Challenge: White Wine
Rows 1600-6497 of the wine data frame correspond to
white wine observations. Use these rows to train and test a random
forest model, as we did with the red wine observations. Compute a
testing set RMSE, and assess variable importance. Are the important
variables for predicting white wine quality the same as the important
variables for predicting red wine quality?
R
whitewine <- wine |> slice(1600:6497)
trainSize <- round(0.80 * nrow(whitewine))
set.seed(1234)
trainIndex <- sample(nrow(whitewine), trainSize)
trainDF <- whitewine |> dplyr::slice(trainIndex)
testDF <- whitewine |> dplyr::slice(-trainIndex)

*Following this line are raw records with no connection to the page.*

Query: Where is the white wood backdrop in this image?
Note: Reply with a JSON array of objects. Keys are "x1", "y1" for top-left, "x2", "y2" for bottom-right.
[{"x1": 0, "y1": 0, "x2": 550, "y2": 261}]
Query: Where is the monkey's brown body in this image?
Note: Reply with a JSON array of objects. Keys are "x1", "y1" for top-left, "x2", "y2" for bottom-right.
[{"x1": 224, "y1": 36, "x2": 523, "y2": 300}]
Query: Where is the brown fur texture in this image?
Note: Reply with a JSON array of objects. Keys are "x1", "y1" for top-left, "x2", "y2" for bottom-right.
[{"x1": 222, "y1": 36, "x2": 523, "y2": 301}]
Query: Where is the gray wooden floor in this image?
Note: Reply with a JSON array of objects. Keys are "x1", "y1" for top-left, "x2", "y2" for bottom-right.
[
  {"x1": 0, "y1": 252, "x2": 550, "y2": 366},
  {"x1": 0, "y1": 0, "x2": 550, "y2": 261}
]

wwfor <- randomForest(quality ~ ., data = trainDF)
predQualww <- predict(wwfor, testDF)
errors <- predQualww - testDF$quality
wwRMSE <- sqrt(mean(errors^2))
The RMSE on the white wine testing set is about 0.63.
R
set.seed(4567)
wwforFull <- randomForest(quality ~ ., data = whitewine, importance = TRUE)
importance(wwforFull, type = 1) |>
as_tibble(rownames = "Variable") |>
arrange(desc(`%IncMSE`))
Relative to red wine, free.sulfur.dioxide is much more
important for predicting white wine quality, and sulphates
is less important.
- Random forests can make predictions of a categorical or quantitative variable.
- Random forests, with their default settings, work reasonably well.